Current situation: ------------------ Currently one can not configure, that for example only 2 connections at the should be allowed through ssh. If one want to set this restriction, a OS wide restriction or script-trickery is needed Suggestion: ------------ Add new Config-options for: - maximum allowed connections to the server - maximum allowed connections to the server with a specified username Example: ---------- maxConnectionsAllowedToServer: 3 maxConnectionsAllowedToServerWithUsername: root,2,guest,5 - outcome: a total number of 3 connections are allowed - although 5 guest connections are set, the superior global value of 3 restricts that value Reason for this Request: ------------------------- Security. E.g: One could ensure, that only he is logged in on his server via ssh. (without changing system restrictions for max-login number)
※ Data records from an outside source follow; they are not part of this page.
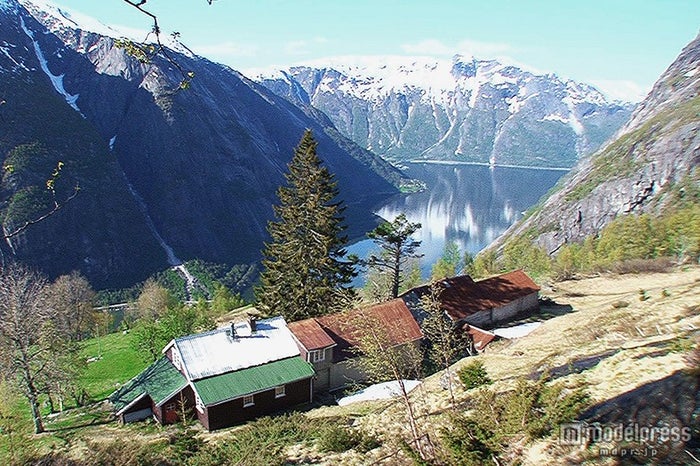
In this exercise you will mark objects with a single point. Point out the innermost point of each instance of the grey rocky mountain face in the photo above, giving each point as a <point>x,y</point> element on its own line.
<point>199,167</point>
<point>463,110</point>
<point>640,171</point>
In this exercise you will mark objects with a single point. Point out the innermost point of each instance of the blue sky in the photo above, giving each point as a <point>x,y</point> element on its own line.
<point>621,46</point>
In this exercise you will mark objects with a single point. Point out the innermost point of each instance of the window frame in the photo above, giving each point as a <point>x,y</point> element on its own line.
<point>317,355</point>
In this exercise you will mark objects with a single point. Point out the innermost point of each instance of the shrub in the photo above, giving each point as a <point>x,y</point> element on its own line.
<point>339,439</point>
<point>532,410</point>
<point>620,304</point>
<point>473,375</point>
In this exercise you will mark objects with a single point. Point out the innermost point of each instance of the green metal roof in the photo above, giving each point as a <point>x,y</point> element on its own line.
<point>159,381</point>
<point>220,388</point>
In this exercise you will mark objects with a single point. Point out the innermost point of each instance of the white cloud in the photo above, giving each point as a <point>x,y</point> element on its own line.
<point>483,49</point>
<point>303,47</point>
<point>428,47</point>
<point>619,89</point>
<point>467,47</point>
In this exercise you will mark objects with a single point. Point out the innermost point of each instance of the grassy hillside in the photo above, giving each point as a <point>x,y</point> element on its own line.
<point>625,340</point>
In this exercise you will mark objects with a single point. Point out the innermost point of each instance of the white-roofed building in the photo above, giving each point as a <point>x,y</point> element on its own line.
<point>228,375</point>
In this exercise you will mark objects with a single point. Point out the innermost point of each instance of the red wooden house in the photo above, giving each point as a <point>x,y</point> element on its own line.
<point>224,377</point>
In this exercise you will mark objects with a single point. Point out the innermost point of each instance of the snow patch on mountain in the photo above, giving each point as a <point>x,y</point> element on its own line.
<point>58,19</point>
<point>56,80</point>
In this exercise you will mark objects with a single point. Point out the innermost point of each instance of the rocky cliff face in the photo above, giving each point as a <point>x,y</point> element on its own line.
<point>191,173</point>
<point>654,154</point>
<point>465,110</point>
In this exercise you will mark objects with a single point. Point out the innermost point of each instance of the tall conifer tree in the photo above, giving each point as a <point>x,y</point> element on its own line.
<point>305,271</point>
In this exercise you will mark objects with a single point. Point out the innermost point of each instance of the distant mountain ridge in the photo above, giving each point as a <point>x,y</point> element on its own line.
<point>646,168</point>
<point>162,172</point>
<point>469,110</point>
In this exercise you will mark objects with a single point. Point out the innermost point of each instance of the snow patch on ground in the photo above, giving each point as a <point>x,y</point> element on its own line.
<point>380,391</point>
<point>517,331</point>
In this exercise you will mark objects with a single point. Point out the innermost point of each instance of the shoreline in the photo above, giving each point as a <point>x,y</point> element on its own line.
<point>484,164</point>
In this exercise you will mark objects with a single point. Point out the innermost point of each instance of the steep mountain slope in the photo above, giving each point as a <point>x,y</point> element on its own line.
<point>198,168</point>
<point>101,231</point>
<point>464,110</point>
<point>651,163</point>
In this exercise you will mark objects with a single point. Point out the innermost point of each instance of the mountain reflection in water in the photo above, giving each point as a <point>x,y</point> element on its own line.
<point>470,205</point>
I don't think this is something we're interested in doing. A new sshd process has very little knowledge of the other running sshds on the system and adding it would add a lot of complexity for little benefit. Since you're running Linux, you probably want to look at pam_limits, especially the maxlogins and maxsyslogins items. http://www.linux-pam.org/Linux-PAM-html/sag-pam_limits.html
I didn't expect it to be such a complex request. I was expecting some central ssh-request receiver, that has knowledge of that. Actually I'm currently using maxlogins for that. But this makes a system change necessary, which I would'nt say is good smelling way. Anyway, thank you very much for your reply, so I know I should somehow deal without this feature :) best regards and keep up the good work! :)
(In reply to DarkTrick from comment #2) > I didn't expect it to be such a complex request. I was expecting > some central ssh-request receiver, that has knowledge of that. There is a central process that receives the connections, but it immediately forks of a new process to handle the connection. That child process has to do quite a bit of protocol work before it finds out what the username is. There's a very limited feedback mechanism between those those processes: a pipe that's closed when the child is either authenticated or the child dies which is used to implement MaxStartups. If you were going to implement this you'd probably extend those to provide more information and provide a go/no go decision to the child, but you'd also have to add a mechanism to catch when the user logs out, keep track of the counts and do option parsing. Thanks for the suggestion, but as I said I don't think it's worth the complexity to implement given that many OSes already implement something like it.